Position this against the two great bets MGM made. First, last year it bought the 50% it did not own of the AC Borgata, the market leader there. The property is about holding its own despite the macro decline in Atlantic City. It is also facing stiffened competition from a reimagined Taj Mahal, where Hard Rock International has put $500 million in renovations on the line, betting on a revival there. It will take time. It's early stages, but aiming at the same demo, there will be some slowing-down of Borgata growth. The $900 million MGM paid for half the property was a reasonably good bet that the top-shelf property would continue to do well.

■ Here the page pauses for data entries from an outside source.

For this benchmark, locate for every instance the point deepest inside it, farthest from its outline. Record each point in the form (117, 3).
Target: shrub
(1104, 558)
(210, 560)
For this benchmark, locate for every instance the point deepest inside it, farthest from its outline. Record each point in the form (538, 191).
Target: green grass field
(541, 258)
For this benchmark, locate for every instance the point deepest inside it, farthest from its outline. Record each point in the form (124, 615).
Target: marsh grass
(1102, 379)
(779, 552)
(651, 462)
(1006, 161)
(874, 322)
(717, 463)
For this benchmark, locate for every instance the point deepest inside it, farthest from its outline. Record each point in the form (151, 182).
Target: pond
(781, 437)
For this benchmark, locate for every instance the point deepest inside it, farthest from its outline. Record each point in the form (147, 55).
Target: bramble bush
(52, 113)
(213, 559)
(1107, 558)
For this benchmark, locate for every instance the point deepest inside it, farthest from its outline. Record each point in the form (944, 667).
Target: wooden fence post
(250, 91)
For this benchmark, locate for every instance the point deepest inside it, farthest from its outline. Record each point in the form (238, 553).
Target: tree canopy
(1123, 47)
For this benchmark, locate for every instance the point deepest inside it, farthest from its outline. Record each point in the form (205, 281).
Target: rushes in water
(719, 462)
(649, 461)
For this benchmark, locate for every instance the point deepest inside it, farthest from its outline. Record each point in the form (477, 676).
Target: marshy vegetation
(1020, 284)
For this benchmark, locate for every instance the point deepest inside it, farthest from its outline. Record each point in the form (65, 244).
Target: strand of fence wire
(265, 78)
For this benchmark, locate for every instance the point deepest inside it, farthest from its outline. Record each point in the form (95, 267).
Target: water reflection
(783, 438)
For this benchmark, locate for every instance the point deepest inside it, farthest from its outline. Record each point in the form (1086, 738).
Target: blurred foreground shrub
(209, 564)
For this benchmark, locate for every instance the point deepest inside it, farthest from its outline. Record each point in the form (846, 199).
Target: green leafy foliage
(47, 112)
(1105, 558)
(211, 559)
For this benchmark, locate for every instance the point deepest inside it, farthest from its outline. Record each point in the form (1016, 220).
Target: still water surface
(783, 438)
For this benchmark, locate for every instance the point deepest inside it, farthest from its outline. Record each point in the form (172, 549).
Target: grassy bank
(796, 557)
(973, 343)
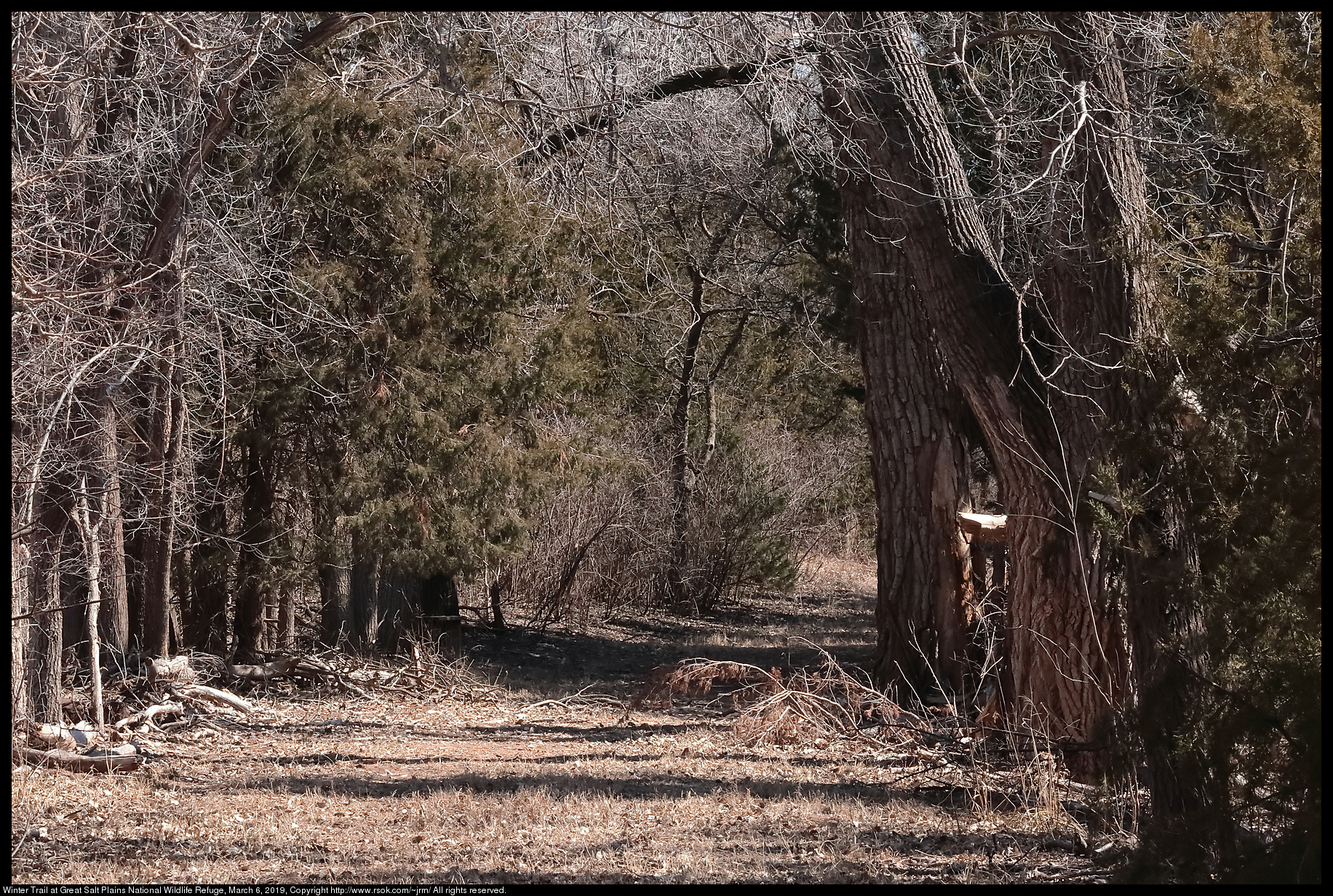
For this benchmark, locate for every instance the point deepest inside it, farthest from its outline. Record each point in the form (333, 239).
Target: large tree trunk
(335, 601)
(114, 624)
(44, 648)
(365, 595)
(920, 467)
(1102, 296)
(162, 507)
(1065, 668)
(20, 603)
(206, 616)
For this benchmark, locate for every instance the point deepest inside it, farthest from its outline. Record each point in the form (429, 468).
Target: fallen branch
(212, 695)
(150, 713)
(94, 761)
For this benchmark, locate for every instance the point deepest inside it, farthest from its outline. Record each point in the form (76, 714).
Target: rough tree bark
(919, 462)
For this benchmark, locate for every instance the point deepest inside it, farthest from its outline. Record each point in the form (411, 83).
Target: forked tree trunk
(920, 467)
(1065, 664)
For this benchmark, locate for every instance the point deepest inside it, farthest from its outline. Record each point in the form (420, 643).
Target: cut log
(123, 759)
(150, 713)
(985, 527)
(214, 695)
(266, 672)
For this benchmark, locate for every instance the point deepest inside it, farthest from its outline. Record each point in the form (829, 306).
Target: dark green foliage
(1243, 428)
(413, 392)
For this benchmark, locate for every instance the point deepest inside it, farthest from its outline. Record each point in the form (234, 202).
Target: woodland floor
(516, 788)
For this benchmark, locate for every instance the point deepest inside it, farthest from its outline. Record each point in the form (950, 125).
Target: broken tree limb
(150, 713)
(212, 695)
(985, 527)
(95, 761)
(264, 672)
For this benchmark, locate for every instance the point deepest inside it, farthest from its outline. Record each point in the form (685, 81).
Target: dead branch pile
(166, 699)
(795, 705)
(421, 673)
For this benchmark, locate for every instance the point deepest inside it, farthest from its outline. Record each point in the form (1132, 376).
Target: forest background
(319, 320)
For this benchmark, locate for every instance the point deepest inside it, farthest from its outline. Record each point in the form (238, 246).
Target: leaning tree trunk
(46, 628)
(1102, 292)
(206, 616)
(163, 451)
(1065, 668)
(256, 539)
(920, 468)
(114, 617)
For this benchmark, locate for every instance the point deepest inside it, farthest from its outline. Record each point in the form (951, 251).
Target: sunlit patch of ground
(435, 791)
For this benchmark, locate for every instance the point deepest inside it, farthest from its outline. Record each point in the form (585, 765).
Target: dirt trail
(532, 788)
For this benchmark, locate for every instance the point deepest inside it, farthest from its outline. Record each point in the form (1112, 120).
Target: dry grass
(445, 791)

And secondly, MGM’s National Harbor will continue to produce outstanding results because it possesses all the elements of success that its bad bet deals do not: great location, superb execution of a first-class Vegas Strip-level property, centered in a huge population base with a large upscale segment for non-gaming revenue in meetings, expos and conventions.

Our conclusion

Regardless of the fact that MGM has spun off much of its realty to its REIT, MGM Growth Properties Inc. (NYSE:MGP), it must still meet those rent obligations and operating costs laden down with a heavy corporate overhead. We like its pledge to increase EBITDA by $300 million in cost-cutting programs by 2020. We like much of its Vegas footprint as clearly having fortress performance characteristics unless there is a recession, of course. We like their two-property footprint in Macau, especially because their new Cotai hotel is off to a positive start despite concerns about China’s macroeconomic woes. And we do see MGM as among the leading aspirants for a Japan license by the end of this year. All great and bullish. But as noted here, we see other moves as head-scratching, and that is unsettling against its long-term debt of over $15 billion.

This implies to us something beyond the numbers. Carl Icahn’s move on CZR indicates that the very savvy casino investor thinks that company’s fortress Vegas portfolio and regional network is undervalued. Assuming Vegas does rebound strongly this year and next, and that US regionals hold their own in a good consumer market, you could make that case. We can’t in the light of other factors on MGM – specifically the two investments in a very saturated Northeast.

On this basis we see MGM as a hold at best – not a buy. The balance between its best bull case against its bear case is just to narrow from our industry-centric point of view.

We will revisit the stock before the end of the second quarter for another look. We think the single tailwind that counts will be good news from Japan. We don’t see any breakaway in the stock until then.

Disclosure: I/we have no positions in any stocks mentioned, and no plans to initiate any positions within the next 72 hours. I wrote this article myself, and it expresses my own opinions. I am not receiving compensation for it (other than from Seeking Alpha). I have no business relationship with any company whose stock is mentioned in this article.